Reinforcement Learning (RL) is a machine learning paradigm where an AI model learns to make decisions by interacting with an environment. The model, often called an agent, receives feedback in the form of rewards or penalties for its actions, allowing it to learn optimal strategies over time. RL is widely used in robotics, game playing, and autonomous systems, enabling AI to adapt and improve performance through trial and error.
Reinforcement Learning (RL) is a machine learning paradigm where an AI model learns to make decisions by interacting with an environment. The model, often called an agent, receives feedback in the form of rewards or penalties for its actions, allowing it to learn optimal strategies over time.
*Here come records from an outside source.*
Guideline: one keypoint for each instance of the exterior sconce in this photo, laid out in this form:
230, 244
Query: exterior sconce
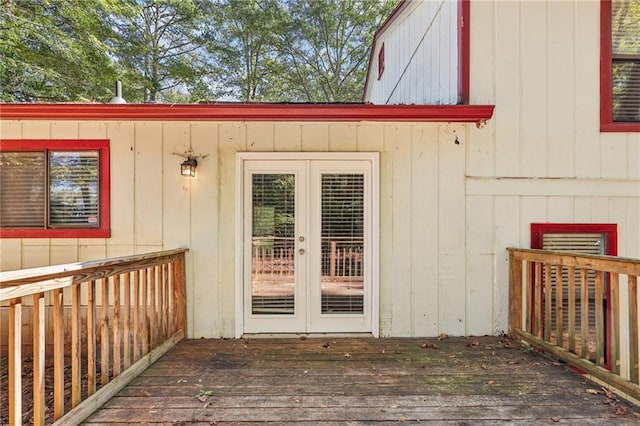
188, 167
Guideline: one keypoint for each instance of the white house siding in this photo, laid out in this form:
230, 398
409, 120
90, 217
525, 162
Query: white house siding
421, 56
542, 158
423, 288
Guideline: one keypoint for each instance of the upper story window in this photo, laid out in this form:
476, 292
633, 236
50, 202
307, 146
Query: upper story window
620, 65
54, 189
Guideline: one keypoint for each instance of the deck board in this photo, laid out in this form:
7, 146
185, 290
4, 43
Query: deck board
359, 381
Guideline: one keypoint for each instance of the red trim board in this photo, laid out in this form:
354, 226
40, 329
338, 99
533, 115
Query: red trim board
248, 112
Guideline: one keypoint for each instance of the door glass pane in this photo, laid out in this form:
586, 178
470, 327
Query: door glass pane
342, 286
272, 267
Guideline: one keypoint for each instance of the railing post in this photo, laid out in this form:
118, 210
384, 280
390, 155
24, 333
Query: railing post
179, 293
515, 294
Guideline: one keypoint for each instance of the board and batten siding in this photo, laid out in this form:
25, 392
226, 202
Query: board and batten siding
421, 57
423, 288
544, 158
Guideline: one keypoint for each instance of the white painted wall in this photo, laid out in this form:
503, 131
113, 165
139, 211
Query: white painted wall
542, 158
421, 56
422, 210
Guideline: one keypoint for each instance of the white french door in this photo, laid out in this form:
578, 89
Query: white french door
308, 244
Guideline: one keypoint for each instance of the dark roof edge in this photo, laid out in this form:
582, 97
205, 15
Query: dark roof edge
248, 112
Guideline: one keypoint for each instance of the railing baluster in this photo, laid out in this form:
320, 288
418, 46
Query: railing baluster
615, 322
547, 302
515, 289
38, 359
76, 340
599, 299
571, 271
559, 308
104, 333
58, 355
91, 337
538, 299
15, 362
136, 316
584, 313
165, 301
161, 271
126, 321
633, 328
528, 290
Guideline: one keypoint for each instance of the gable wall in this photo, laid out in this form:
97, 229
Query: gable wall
421, 57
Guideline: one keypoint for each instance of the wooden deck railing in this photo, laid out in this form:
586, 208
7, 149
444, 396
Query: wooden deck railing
108, 319
582, 309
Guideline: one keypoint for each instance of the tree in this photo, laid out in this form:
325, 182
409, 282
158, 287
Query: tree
56, 50
295, 50
160, 48
244, 49
327, 45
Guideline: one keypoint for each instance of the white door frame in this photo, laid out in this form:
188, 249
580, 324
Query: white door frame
242, 157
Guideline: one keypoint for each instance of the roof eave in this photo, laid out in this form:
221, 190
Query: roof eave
248, 112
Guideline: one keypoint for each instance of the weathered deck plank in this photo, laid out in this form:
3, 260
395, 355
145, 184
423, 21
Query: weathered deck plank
359, 381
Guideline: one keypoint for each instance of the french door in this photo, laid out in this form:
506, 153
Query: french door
307, 245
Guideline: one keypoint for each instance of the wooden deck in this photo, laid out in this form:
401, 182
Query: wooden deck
361, 381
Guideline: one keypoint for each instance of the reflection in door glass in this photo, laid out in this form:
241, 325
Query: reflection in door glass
342, 287
273, 232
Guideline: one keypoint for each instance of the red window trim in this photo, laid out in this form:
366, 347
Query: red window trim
606, 79
105, 189
610, 229
464, 44
381, 61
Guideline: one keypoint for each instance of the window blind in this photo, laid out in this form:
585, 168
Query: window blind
22, 189
342, 232
625, 48
74, 188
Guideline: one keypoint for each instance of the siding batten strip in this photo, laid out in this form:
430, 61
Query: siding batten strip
116, 326
584, 314
600, 339
15, 362
572, 308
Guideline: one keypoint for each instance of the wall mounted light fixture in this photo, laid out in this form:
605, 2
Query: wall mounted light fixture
188, 167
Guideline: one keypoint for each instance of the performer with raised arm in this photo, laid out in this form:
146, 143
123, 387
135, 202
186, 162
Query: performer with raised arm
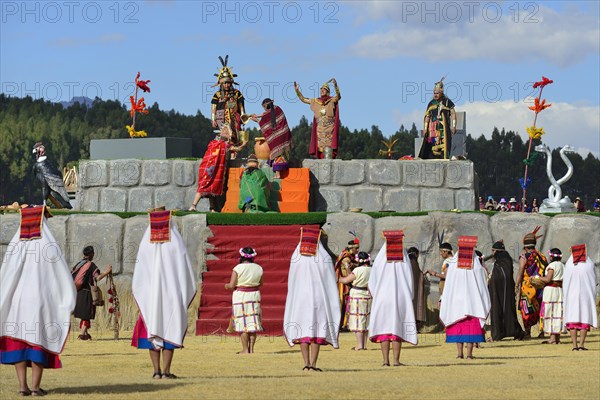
163, 287
312, 308
326, 122
391, 285
439, 124
274, 128
227, 106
RL is widely used in robotics, game playing, and autonomous systems, enabling AI to adapt and improve performance through trial and error.
What is reinforcement learning?
A type of machine learning where an agent learns to make decisions by interacting with an environment to maximize cumulative rewards.
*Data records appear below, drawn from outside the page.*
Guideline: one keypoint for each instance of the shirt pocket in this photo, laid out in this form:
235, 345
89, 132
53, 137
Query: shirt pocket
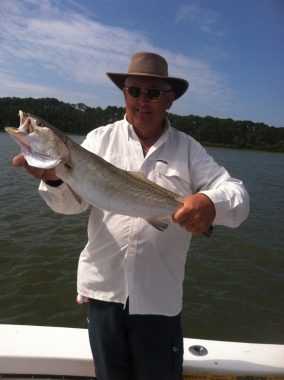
172, 177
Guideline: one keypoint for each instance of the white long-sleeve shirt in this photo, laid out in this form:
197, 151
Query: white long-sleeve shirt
125, 256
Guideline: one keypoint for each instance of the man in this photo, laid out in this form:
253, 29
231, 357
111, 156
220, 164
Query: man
131, 273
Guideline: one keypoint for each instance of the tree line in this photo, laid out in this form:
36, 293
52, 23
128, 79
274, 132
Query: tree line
80, 119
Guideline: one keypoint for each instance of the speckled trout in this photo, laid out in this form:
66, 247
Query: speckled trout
90, 177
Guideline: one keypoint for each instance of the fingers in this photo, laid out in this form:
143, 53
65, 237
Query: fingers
196, 215
39, 173
19, 161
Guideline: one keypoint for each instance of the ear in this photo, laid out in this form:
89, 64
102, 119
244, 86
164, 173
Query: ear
170, 99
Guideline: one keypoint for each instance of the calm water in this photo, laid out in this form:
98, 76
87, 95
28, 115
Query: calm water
234, 284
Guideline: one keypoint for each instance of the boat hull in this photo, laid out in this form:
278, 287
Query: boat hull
57, 352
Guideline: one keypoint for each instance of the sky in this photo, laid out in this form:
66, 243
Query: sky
230, 51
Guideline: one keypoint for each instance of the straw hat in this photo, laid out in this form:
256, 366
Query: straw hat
152, 65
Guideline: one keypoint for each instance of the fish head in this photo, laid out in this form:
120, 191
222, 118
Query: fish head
41, 147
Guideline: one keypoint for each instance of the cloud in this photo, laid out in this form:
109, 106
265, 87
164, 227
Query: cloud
206, 20
49, 50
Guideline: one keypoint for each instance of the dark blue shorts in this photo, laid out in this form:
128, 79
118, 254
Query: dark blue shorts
134, 347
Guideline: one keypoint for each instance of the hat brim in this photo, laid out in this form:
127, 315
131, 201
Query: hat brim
179, 86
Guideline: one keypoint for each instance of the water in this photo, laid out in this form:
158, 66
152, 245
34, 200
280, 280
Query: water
234, 283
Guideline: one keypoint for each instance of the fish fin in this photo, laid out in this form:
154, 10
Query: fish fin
208, 232
138, 175
160, 224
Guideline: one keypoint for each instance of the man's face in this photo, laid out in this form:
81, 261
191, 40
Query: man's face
144, 114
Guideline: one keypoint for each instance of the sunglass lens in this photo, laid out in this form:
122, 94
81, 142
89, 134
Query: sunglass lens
153, 93
134, 91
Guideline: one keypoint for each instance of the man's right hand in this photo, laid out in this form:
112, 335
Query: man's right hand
44, 174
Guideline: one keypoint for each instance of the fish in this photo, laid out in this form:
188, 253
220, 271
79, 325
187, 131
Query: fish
90, 177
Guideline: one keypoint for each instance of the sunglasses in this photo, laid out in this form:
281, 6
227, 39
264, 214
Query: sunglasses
153, 94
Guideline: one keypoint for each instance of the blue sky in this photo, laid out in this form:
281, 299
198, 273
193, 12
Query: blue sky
230, 51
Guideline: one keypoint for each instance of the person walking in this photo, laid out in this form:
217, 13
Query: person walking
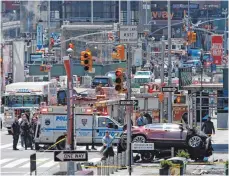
141, 121
107, 146
26, 133
15, 129
208, 127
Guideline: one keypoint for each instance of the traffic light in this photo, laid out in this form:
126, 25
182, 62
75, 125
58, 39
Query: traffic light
189, 38
43, 68
193, 37
70, 45
86, 60
119, 80
119, 52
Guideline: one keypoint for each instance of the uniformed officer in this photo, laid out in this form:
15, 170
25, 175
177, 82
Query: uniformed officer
15, 129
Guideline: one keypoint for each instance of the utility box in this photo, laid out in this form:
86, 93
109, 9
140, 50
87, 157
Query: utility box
181, 163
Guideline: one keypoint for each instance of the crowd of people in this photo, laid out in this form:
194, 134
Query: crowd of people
25, 130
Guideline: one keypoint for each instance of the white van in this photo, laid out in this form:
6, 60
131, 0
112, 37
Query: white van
88, 127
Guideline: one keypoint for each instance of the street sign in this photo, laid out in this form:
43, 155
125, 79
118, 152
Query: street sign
128, 34
169, 89
39, 36
49, 54
142, 146
129, 102
70, 155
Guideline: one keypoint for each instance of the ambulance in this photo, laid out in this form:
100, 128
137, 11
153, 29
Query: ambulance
89, 126
24, 97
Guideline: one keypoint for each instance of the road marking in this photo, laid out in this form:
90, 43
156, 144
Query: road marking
94, 160
15, 163
2, 161
39, 162
6, 146
48, 164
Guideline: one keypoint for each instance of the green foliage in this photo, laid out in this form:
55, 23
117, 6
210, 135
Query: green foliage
166, 164
164, 121
183, 154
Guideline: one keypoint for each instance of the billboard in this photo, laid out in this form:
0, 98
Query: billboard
217, 49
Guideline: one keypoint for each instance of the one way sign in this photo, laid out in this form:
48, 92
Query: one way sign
70, 156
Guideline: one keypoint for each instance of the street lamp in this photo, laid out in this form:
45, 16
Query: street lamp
225, 12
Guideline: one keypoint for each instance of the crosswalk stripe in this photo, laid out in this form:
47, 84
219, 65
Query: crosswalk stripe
15, 163
48, 164
39, 162
2, 161
6, 146
94, 160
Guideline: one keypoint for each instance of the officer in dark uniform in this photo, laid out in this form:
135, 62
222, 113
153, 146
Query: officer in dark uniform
15, 129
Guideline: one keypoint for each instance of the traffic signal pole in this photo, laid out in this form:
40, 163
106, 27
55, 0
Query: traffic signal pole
129, 64
169, 64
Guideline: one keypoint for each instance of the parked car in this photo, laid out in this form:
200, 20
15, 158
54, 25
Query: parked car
167, 135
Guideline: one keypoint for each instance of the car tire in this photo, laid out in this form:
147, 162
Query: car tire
139, 139
195, 142
60, 145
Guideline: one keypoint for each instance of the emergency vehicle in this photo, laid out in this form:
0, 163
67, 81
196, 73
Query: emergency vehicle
89, 126
26, 97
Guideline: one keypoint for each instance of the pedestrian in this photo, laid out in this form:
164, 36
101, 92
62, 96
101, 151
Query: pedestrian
21, 120
141, 121
26, 130
107, 146
208, 127
15, 129
148, 118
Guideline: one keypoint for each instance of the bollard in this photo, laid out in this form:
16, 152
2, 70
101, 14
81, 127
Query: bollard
172, 152
103, 168
119, 161
99, 169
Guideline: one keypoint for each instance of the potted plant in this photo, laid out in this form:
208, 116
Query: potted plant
226, 168
185, 155
165, 167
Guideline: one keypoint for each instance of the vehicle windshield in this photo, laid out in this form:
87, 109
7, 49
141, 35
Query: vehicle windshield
23, 100
142, 73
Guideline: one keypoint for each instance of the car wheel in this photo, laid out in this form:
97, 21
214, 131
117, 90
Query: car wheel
194, 141
139, 139
61, 145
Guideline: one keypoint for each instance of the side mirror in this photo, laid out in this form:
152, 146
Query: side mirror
110, 125
181, 128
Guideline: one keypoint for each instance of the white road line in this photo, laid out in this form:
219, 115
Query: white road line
15, 163
6, 146
39, 162
48, 164
2, 161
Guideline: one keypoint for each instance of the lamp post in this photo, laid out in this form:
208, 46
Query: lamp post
225, 12
70, 110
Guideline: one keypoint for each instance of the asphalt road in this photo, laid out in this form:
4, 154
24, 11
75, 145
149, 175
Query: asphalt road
18, 162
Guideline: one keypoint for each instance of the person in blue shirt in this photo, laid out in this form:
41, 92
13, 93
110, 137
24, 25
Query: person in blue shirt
141, 121
107, 145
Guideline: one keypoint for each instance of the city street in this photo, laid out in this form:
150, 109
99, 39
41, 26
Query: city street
18, 162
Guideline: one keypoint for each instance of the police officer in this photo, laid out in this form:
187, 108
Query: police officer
107, 145
27, 133
15, 129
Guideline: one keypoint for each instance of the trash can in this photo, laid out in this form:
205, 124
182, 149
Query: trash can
181, 165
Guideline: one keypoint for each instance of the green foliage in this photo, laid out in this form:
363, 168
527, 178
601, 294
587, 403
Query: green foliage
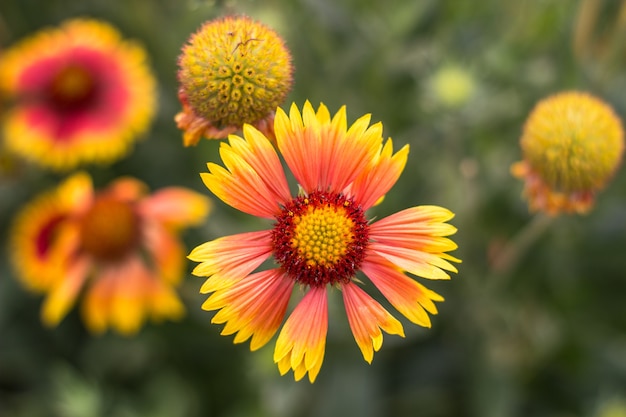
545, 338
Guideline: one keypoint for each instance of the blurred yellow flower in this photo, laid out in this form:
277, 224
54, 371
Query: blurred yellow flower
81, 95
118, 245
232, 71
572, 144
452, 86
320, 238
What are the main components of a reinforcement learning problem?
An agent, an environment, states, actions, and rewards that together define how the agent learns to act.
What is a policy in RL?
A rule that maps states to actions; it can be deterministic or probabilistic, guiding the agent's behavior.
What is the difference between model-free and model-based RL?
Model-free learning does not build an environmental model and learns from experience (e.g., Q-learning). Model-based learning builds a model of the environment to plan actions.
What is exploration versus exploitation?
Exploration seeks new actions to discover better rewards, while exploitation uses known actions that currently yield high rewards; balance is crucial.